Throughout the 2022-2023 school year, students from the newly formed thematic entertainment program came together in a class colloquially known as “golf” to create an immersive mini-golf course on campus. The final product was the culmination of collective woodworking, mechanical engineering, fine art and storytelling.
“Through this process, I watched Amy grow into herself and as a creative by solving problems and channeling her creativity to master her projects. I’ve seen her grow into a great leader,” said Tayler Somerville, a former roommate of Wu’s.
“Our industry is an ‘industry of industries’,” added Professor Garlington. “The boundaries of the field are of course somewhat unclear, but there are many ways to tell a story.

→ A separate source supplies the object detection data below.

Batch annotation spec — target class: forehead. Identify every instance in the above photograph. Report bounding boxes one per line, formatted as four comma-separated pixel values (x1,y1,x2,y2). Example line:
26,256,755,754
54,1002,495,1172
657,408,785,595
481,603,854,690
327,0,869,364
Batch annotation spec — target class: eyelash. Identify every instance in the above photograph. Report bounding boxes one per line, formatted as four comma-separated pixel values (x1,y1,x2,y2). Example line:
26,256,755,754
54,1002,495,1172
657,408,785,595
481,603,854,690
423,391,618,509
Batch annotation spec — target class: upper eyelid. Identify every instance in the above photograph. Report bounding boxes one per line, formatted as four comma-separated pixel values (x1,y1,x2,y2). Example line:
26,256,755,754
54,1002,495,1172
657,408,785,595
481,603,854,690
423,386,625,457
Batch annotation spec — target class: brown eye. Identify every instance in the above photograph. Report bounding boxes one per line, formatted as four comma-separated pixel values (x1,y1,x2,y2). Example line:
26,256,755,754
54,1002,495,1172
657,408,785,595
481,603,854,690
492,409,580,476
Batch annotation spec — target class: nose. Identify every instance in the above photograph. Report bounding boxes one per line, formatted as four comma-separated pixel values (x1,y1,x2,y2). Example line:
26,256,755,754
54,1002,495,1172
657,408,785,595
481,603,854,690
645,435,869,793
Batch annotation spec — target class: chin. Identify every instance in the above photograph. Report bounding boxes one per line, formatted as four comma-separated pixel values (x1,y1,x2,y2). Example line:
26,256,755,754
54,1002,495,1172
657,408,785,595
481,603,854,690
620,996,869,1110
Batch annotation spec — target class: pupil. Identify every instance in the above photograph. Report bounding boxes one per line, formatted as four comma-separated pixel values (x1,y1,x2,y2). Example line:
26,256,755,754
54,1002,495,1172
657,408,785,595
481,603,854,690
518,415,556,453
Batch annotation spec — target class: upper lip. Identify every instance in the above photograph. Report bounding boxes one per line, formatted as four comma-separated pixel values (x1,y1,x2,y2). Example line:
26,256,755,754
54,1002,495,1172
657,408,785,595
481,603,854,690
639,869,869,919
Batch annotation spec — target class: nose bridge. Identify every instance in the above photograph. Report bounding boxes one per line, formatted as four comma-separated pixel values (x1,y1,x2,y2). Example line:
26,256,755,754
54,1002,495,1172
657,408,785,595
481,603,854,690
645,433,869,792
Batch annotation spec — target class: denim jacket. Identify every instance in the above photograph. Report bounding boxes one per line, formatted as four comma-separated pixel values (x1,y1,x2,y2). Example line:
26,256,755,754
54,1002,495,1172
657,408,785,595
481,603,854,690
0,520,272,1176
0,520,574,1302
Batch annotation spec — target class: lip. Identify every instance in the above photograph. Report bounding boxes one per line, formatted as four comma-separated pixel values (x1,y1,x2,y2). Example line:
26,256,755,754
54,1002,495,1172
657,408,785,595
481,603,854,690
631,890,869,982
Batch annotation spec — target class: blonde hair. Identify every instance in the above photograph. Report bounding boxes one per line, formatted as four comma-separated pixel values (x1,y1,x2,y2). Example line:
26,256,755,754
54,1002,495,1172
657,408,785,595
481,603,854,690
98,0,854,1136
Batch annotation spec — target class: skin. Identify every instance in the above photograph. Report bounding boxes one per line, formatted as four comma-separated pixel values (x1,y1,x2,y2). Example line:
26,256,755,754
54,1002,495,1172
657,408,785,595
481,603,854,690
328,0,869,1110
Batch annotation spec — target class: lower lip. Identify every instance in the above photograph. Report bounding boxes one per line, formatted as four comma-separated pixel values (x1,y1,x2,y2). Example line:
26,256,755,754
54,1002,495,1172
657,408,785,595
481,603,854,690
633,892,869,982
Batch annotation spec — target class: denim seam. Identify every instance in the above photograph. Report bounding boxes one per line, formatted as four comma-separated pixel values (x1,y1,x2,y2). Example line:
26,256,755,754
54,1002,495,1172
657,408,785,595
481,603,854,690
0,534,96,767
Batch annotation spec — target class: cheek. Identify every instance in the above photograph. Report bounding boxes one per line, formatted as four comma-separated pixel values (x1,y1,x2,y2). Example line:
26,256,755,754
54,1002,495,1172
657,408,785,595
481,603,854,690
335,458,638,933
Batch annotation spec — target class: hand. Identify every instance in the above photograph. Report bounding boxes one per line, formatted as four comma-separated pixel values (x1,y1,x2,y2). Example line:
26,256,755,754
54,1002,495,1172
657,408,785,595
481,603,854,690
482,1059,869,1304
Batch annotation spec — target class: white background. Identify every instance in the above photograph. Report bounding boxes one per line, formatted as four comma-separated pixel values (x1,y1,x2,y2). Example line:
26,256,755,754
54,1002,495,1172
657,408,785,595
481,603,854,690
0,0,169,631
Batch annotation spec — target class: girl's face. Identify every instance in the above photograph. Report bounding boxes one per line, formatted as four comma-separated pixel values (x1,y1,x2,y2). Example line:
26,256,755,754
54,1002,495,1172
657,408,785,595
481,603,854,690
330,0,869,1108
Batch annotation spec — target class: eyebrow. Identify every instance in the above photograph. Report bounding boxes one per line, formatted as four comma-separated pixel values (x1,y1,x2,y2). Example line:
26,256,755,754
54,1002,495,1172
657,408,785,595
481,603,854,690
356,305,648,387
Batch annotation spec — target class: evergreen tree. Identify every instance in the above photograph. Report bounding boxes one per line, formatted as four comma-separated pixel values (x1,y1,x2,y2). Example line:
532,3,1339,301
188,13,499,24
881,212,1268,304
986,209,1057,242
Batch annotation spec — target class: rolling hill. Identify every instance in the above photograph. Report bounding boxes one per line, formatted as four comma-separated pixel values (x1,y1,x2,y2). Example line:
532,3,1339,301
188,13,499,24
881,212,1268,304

What distinguishes storytelling in our world from storytelling in other worlds is the use of physical space.” Space, sound, smell, density, taste, color and light are important factors for students to consider when creating and developing immersive spaces.
Not only is Wu a pioneer of themed entertainment, but the interdisciplinary nature of the program has also sparked other interests in her. Wu is the associate development director of ART/EMIS, a student-run multimedia organization, and the associate technical director of KXSC, USC’s globally broadcast radio program.
“She has worked on so many projects as a team member now, and it seems like the major has been able to unleash her creativity and lead to projects that really shine,” said Carissa Liu, a friend of Wu’s. In addition to her BFA in Thematic Entertainment, Wu is studying two minors: product design at USC’s Iovine and Young Academy and consumer behavior at the Marshall School of Business.
“Overall I think [the program] made Amy and others with interdisciplinary interests very happy intellectually and creatively,” said Lizzie Lee, a friend of Wu. The best thing about the thematic entertainment major is that each student has different backgrounds and expertise to “create something worth telling,” Wu said. Because without stories worth telling, there would be no themed entertainment.